While spending the last days in Kiev, the feeling that we have stayed in the city for too long, never really left me. It was time to move on. I think it is kind of tricky with cities, if you stay in one place for a long time you start to become lazy, you get used to the comfort which cities offer and as a result, you end up spending too much time and money. Of course we also did something useful in Kiev, if “filming” a short hyperlapse video can be regarded as something useful (https://www.youtube.com/watch?v=mc9RkejUOig). One way or the other, on 8th October we finally got back on the road.

Crimean red sparkling wine. We tasted it on the last evening in Kiev, but unfortunately it was not tasty.
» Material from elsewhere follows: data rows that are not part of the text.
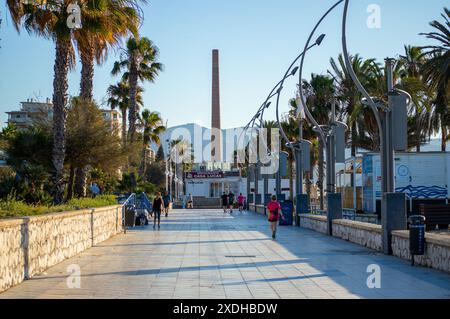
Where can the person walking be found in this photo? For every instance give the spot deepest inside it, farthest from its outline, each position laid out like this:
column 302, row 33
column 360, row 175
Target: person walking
column 231, row 201
column 224, row 202
column 241, row 200
column 166, row 200
column 95, row 190
column 190, row 201
column 275, row 213
column 158, row 206
column 185, row 201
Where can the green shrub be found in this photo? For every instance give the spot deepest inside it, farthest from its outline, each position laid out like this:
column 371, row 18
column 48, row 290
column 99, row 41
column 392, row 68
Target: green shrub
column 11, row 207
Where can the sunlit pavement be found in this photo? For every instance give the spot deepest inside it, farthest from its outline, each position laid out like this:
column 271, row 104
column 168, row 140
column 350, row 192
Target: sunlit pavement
column 209, row 254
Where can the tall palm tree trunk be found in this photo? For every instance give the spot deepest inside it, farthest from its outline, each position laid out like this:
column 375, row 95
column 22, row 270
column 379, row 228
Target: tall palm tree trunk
column 291, row 179
column 87, row 74
column 60, row 87
column 143, row 166
column 132, row 112
column 321, row 172
column 353, row 150
column 86, row 93
column 443, row 136
column 124, row 126
column 70, row 186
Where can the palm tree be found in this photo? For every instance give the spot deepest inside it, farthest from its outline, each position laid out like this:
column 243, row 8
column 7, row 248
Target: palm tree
column 409, row 69
column 436, row 72
column 51, row 24
column 140, row 62
column 358, row 118
column 319, row 103
column 119, row 98
column 105, row 22
column 152, row 127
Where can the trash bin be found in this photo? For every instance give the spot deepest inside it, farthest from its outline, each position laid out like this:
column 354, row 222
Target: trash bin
column 416, row 236
column 130, row 215
column 287, row 208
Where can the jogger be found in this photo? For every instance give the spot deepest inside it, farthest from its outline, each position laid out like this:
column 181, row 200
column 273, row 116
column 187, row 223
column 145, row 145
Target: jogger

In the morning we packed our panniers and, together with our host Roman, drove to the central train station. The plan was to get from Kiev to the Moldavian (Transnestrian) border (to the city Kotovsk) using Ukrainian train network and then to jump on our cycles and pedal to Chisinau. I can almost hear people asking me “How can you call yourself bicycle tourist, if you are travelling with trains all the time?” I can almost hear myself answering this imaginary question “Firstly, to travel by trains in Ukraine is even cheaper that to travel by bicycles. Secondly, these trains are almost like social clubs where you get to know a lot about people travelling with you. Thirdly, it is a lot faster to travel by train and as we have to be in Crimea on 1st November, train is our only option to see more.” Actually, this was neither the first, nor the last time, when I had similar discussions with myself.